I have heard it articulated in this forum that it is legitimate for Indian Americans to have a point of view different from that of India and America. No one will dispute this assertion. But a deeper analysis will show that there is no reason for different perspectives when it comes to the imperatives of Indo-US relations. The objectives of the Embassy of India and the people of Indian origin are not different when it comes to dealing with our host country. We both seek goodwill for India; we both seek understanding of India. We both try to interpret our country and its policies to the American people. The fact is that all our efforts in this country are directed towards better understanding and better relations, not towards gaining unilateral advantages for ourselves.
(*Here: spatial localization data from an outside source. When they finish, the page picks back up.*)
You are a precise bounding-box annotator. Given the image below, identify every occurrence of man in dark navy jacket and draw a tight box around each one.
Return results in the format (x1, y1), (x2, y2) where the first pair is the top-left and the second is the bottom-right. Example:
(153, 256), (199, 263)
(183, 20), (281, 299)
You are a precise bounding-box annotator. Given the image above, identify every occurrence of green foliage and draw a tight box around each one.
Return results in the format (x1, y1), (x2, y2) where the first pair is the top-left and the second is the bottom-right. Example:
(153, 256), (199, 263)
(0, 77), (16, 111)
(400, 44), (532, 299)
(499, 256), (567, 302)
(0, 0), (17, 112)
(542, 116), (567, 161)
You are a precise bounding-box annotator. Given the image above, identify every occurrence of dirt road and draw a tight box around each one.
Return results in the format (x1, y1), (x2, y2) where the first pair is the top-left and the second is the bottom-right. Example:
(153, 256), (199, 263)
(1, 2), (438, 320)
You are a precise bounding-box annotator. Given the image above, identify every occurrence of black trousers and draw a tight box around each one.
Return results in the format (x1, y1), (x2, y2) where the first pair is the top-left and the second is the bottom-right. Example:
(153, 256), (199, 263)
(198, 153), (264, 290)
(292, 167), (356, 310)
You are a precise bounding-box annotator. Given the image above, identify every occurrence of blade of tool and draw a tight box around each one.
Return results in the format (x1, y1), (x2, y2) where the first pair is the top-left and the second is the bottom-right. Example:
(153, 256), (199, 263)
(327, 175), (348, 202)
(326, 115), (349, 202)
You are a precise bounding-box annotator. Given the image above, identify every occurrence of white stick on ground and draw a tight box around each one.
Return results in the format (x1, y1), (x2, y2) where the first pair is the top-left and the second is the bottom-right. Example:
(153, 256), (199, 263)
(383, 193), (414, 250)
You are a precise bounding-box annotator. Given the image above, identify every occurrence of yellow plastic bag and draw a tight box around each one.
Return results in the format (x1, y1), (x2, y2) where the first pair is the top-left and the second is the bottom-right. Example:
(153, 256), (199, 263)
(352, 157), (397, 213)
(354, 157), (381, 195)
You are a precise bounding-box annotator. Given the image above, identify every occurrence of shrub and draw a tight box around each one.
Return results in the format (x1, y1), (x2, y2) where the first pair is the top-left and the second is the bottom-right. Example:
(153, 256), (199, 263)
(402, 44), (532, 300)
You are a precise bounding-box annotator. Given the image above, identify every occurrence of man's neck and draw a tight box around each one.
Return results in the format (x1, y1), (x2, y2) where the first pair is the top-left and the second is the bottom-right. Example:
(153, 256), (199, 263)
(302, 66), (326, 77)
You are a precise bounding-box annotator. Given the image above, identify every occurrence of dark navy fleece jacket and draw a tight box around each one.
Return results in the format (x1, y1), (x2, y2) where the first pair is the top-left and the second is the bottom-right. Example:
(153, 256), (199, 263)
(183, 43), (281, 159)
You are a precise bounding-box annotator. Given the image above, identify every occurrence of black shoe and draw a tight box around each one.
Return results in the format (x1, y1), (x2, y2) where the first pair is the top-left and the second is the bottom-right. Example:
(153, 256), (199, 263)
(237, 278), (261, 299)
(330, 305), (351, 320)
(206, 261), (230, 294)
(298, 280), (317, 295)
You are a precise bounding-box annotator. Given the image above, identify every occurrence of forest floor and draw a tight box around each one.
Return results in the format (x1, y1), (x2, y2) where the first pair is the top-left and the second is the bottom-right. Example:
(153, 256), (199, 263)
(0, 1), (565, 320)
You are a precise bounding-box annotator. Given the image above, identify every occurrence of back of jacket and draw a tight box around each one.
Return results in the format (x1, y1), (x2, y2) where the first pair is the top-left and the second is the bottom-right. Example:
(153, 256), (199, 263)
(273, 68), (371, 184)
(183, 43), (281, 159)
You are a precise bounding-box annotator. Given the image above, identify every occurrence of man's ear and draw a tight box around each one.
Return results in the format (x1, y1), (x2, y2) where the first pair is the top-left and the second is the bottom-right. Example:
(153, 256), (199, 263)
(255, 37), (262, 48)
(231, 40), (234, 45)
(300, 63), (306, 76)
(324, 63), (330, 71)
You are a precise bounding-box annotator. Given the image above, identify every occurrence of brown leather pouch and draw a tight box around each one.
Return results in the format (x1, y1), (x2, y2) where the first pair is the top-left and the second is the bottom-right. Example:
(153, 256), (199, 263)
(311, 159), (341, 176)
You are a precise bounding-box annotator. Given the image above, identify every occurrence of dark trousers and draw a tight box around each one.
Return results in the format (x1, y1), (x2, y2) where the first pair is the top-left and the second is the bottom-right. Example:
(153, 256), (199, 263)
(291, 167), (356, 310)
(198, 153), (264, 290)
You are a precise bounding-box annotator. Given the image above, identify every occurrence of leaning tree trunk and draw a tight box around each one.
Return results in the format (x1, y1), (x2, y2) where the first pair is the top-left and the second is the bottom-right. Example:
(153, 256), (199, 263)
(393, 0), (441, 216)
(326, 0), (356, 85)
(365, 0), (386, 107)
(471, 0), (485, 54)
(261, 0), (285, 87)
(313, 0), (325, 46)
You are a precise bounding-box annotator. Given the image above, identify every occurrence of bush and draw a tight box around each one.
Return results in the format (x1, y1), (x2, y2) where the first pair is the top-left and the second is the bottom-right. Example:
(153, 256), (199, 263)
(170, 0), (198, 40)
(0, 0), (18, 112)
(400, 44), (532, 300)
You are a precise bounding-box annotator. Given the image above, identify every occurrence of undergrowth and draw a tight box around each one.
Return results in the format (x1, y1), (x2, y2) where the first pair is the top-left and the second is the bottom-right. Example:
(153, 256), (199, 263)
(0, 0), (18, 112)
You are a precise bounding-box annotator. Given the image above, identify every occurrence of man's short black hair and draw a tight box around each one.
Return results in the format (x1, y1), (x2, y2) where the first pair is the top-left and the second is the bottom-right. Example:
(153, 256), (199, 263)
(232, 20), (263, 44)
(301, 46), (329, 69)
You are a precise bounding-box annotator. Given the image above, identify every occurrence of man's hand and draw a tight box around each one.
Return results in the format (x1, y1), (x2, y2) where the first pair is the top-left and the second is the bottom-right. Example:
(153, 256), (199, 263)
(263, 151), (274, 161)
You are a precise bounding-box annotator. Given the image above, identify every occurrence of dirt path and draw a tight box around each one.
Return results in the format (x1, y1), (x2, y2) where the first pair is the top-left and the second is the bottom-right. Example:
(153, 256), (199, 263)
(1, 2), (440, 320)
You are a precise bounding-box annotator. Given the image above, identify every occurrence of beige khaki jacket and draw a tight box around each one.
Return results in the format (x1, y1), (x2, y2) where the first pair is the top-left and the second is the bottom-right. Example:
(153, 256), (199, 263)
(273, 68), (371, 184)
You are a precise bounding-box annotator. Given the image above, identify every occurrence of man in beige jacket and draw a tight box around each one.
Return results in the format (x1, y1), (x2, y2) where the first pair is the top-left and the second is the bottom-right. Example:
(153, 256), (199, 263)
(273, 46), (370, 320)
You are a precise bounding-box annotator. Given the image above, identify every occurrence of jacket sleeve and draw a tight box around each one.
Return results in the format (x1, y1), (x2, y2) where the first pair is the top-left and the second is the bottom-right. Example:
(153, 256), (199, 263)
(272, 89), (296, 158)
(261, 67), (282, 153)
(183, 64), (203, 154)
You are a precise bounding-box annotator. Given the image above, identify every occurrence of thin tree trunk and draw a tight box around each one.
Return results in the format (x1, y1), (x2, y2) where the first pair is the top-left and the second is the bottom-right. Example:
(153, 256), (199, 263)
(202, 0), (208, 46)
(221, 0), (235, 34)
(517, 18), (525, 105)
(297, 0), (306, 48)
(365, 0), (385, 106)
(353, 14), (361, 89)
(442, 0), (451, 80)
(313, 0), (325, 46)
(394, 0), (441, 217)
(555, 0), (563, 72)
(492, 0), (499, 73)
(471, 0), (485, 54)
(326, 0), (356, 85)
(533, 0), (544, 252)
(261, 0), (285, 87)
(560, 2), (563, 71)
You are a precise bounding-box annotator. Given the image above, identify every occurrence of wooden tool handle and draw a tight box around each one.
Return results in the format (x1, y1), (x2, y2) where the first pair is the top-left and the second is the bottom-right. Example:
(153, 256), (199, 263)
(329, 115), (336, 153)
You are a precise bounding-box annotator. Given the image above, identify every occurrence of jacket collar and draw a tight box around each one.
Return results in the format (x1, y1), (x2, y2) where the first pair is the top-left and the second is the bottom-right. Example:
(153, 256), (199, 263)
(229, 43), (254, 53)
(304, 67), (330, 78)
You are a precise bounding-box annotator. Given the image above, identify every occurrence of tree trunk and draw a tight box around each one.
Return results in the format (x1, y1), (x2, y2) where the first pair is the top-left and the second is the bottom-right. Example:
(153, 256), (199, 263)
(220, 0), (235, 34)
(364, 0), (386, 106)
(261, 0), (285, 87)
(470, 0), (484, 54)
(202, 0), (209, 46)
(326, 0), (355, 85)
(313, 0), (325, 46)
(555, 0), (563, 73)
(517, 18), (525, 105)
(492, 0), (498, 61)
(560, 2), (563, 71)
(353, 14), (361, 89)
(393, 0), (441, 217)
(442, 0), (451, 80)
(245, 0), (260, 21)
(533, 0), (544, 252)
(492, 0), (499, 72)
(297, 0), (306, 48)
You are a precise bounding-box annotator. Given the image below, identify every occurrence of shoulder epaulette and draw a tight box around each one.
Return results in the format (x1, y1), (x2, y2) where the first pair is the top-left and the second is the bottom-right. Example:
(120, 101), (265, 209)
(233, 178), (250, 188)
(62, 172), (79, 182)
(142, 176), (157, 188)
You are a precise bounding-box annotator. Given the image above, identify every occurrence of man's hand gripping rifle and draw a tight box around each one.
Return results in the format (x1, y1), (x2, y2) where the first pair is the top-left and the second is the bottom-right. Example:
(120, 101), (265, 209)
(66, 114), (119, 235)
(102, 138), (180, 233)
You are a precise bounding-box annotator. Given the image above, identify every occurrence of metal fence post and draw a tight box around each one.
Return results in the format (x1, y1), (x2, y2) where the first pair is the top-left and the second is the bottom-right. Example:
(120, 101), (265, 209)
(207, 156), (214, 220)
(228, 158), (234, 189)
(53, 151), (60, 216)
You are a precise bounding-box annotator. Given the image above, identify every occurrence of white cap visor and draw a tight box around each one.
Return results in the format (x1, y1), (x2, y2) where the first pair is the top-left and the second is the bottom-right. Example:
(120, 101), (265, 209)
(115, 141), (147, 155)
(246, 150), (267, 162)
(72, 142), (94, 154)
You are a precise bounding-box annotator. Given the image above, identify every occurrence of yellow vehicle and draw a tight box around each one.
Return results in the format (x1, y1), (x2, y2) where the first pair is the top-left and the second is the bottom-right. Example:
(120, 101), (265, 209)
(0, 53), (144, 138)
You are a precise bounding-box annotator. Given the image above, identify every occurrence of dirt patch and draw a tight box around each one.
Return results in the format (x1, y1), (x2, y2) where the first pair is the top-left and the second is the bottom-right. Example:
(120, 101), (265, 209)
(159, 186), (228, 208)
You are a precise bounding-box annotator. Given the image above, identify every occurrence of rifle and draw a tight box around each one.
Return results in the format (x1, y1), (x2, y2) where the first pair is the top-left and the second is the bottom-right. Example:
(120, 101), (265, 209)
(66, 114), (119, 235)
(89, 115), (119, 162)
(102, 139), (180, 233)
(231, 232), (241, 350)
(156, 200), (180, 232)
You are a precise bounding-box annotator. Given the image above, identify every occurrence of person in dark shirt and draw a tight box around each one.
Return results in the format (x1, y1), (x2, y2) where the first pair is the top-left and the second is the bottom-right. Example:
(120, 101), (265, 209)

For instance, we shall need to work together when amendments are moved in the House this week or next week to curtail US aid to India. Clearly, what is at stake is not the quantum of assistance sought to be curtailed, but the record of India as a champion of democracy and human rights. We shall bank on those who understand both India and the US to put matters relating to human rights in India in perspective and not allow complications to arise in our relationship. We welcome moves to curtail economic sanctions like the initiative of Senator Brownback more for the reason that they reflect adversely on our policies than because they deprive us of economic benefits. Indian American efforts to help in these cases are in support of both India and the US.
In fact, India and the Indian Americans worked together before, during and after President Clinton's visit and we have a joint responsibility to carry the torch forward. This event that brings together the opinion makers in the US to ponder over the visit and the steps that need to be taken in the future is a commendable step taken by the Indian American Forum for Political Education.